Steps for Paying Rent With a Credit Card
How you’ll pay rent with a credit card depends on whether your landlord will directly accept credit card payments for rent or whether you’ll need to go through a third-party app.
• If your landlord does accept credit card payments: In this case, you’ll either pay your landlord directly or through an online payment portal. You’ll need to provide your credit card information, including your account number, expiration date, and CVV number. Make sure to verify the total amount. Also check to see whether there are any fees involved and if so, how much those will run.
• If you need to go through a third-party app: Renters who need to go through a third party in order to pay rent with a credit card will first need to set up an account with one of the apps that provides this service. Make sure to find out what fees are involved before proceeding. You’ll then complete your credit card transaction through the intermediary, which will then pass along the funds to your landlord, either with a check or directly to their bank account.

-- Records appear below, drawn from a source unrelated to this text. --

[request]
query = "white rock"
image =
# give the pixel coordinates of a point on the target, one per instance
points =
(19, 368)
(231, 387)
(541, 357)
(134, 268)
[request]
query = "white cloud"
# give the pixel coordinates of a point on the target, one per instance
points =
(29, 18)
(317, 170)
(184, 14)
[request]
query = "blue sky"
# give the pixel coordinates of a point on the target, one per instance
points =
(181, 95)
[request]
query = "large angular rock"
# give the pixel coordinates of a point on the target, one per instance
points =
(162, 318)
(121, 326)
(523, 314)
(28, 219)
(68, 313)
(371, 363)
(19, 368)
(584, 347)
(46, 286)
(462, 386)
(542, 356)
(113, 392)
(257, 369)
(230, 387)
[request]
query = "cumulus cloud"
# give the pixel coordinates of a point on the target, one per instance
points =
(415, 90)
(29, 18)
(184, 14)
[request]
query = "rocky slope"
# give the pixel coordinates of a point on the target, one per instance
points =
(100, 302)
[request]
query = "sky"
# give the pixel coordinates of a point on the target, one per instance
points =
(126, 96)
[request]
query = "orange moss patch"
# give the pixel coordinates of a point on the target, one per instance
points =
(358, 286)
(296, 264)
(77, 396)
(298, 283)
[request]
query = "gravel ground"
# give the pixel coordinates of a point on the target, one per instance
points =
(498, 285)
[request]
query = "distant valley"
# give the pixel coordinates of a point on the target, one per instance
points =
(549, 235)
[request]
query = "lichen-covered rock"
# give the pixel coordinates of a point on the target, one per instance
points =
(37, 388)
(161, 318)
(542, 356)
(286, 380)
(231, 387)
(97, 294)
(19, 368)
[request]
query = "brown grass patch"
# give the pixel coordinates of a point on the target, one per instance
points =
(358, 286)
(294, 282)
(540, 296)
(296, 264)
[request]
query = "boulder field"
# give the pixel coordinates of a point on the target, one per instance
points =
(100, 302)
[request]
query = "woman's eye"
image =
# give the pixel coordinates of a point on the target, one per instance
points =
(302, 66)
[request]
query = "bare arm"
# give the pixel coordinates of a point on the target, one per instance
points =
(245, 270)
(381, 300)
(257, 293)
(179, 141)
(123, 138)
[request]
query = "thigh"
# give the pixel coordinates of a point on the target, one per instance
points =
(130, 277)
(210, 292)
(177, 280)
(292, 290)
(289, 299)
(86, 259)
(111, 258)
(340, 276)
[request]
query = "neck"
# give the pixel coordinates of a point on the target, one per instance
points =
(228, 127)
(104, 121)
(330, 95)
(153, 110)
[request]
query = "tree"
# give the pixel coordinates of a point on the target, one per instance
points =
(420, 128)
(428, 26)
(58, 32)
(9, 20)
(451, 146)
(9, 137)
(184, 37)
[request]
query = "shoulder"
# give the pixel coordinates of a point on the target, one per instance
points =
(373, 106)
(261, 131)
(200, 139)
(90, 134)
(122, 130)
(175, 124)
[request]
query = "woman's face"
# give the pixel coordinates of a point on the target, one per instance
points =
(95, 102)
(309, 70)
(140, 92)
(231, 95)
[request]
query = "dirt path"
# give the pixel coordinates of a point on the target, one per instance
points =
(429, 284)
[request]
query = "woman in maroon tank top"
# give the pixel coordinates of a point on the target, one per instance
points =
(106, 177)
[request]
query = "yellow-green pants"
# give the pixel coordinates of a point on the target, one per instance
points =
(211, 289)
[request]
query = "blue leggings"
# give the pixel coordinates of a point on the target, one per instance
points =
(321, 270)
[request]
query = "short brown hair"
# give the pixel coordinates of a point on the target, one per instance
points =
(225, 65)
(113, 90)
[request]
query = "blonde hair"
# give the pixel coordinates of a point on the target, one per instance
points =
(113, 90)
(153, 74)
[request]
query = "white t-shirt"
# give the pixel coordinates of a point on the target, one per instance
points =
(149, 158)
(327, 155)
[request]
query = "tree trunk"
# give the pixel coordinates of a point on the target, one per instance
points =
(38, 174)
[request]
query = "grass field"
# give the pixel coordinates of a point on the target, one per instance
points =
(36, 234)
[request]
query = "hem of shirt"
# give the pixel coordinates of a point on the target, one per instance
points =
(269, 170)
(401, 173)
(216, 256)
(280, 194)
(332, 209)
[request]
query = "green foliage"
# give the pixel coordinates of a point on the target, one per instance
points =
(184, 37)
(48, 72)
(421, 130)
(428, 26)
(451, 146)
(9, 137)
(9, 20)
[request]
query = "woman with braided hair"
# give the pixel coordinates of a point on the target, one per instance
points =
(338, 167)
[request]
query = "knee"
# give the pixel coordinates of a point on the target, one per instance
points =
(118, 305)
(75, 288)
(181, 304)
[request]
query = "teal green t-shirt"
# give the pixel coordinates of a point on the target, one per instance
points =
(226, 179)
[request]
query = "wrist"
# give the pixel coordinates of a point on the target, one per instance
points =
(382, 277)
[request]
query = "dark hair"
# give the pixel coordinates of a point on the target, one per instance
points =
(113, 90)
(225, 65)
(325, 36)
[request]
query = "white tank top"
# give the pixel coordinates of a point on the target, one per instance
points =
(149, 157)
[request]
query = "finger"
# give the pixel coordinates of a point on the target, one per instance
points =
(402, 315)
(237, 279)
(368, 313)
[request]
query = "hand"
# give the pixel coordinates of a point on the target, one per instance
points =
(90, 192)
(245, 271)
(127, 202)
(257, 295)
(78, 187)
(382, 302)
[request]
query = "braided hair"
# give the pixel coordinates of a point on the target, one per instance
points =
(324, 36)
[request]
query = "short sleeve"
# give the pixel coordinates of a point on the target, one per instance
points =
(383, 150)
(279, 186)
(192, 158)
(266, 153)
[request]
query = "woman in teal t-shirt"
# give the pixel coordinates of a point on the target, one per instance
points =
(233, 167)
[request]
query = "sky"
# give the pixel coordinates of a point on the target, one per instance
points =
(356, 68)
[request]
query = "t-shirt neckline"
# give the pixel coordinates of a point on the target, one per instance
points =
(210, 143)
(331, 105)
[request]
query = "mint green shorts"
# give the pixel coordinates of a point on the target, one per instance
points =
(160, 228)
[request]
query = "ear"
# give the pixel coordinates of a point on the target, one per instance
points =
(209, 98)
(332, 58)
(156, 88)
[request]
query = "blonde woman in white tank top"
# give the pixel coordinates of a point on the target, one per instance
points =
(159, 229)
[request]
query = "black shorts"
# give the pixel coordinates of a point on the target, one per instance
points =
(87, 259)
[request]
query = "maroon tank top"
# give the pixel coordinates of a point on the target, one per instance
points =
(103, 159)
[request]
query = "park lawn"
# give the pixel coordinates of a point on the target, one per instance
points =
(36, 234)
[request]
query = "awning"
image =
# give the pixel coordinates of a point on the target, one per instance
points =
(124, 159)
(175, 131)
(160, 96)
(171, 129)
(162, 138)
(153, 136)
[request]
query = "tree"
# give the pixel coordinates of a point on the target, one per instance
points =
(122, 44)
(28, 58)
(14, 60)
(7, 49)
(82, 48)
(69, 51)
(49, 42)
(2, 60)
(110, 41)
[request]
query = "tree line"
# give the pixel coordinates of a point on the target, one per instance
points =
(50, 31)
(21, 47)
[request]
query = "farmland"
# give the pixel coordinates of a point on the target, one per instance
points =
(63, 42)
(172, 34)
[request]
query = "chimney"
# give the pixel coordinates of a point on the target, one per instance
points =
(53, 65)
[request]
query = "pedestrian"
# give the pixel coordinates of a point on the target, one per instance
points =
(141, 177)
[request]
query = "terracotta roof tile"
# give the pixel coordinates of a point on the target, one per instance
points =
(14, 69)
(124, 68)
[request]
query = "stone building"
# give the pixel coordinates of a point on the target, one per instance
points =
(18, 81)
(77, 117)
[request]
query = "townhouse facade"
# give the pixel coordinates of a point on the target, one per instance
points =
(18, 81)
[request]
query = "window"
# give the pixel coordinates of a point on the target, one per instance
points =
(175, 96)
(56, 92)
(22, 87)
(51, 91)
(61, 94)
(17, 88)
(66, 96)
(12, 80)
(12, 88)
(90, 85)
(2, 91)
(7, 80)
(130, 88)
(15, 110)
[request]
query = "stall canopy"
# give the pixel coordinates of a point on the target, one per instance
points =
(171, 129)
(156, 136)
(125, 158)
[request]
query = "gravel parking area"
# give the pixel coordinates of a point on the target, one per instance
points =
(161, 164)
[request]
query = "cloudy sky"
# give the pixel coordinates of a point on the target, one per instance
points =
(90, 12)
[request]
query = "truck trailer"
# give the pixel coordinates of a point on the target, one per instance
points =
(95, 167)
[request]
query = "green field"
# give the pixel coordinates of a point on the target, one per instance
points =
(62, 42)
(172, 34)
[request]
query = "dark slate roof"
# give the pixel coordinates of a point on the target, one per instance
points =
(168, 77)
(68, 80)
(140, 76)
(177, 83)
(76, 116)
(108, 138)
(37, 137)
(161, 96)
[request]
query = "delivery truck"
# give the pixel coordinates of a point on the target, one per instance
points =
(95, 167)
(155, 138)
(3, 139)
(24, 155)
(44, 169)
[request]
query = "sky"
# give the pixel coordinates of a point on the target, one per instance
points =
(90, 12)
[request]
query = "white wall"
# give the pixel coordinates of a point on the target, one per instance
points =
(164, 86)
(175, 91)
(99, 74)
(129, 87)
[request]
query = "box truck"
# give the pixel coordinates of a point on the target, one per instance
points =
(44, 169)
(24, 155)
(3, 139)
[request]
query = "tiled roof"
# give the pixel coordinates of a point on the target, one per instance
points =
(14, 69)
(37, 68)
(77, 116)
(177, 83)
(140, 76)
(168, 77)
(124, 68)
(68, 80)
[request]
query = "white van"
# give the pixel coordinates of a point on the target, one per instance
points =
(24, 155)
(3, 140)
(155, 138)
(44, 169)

Alternatives to Paying Rent With a Credit Card
Paying rent with a credit card is more like a last resort than a go-to option. If you’re wondering how to pay rent when you’re in a bind, here are some alternatives to consider:
• Borrow money from family or friends: If you’re really in a pinch, consider asking a trusted family member or friend if they can lend you the funds. This will save you interest, and it will also save your credit score from the impact of a hard credit inquiry. Just make sure to reach an agreement about how and when you’ll pay back the money — otherwise, it could negatively affect your relationship.
• Talk to your landlord: If you’re really struggling to come up with rent for the month, consider reaching out to your landlord. Especially if you’ve been prompt with rent payments in the past, they may be sympathetic and offer a little breathing room. Just make sure to come up with a plan in the meantime, as a break on rent won’t last forever.
• Reach out to rental assistance resources: Another option for those who are having a hard time making rent payments is seeking out assistance. There might be local nonprofits, charities, or even government groups in your area that can offer help to those in need. You may also look into resources like 211.org or the CFPB.
Can you pay rent with a credit card? Sometimes. But is it a good idea to pay rent with a credit card? If all of the numbers make sense, it could be. You’ll want to weigh both the potential pros of charging your rent to a credit card, like possibly earning rewards or gaining flexibility, against the downsides, such as possible repercussions for your credit score.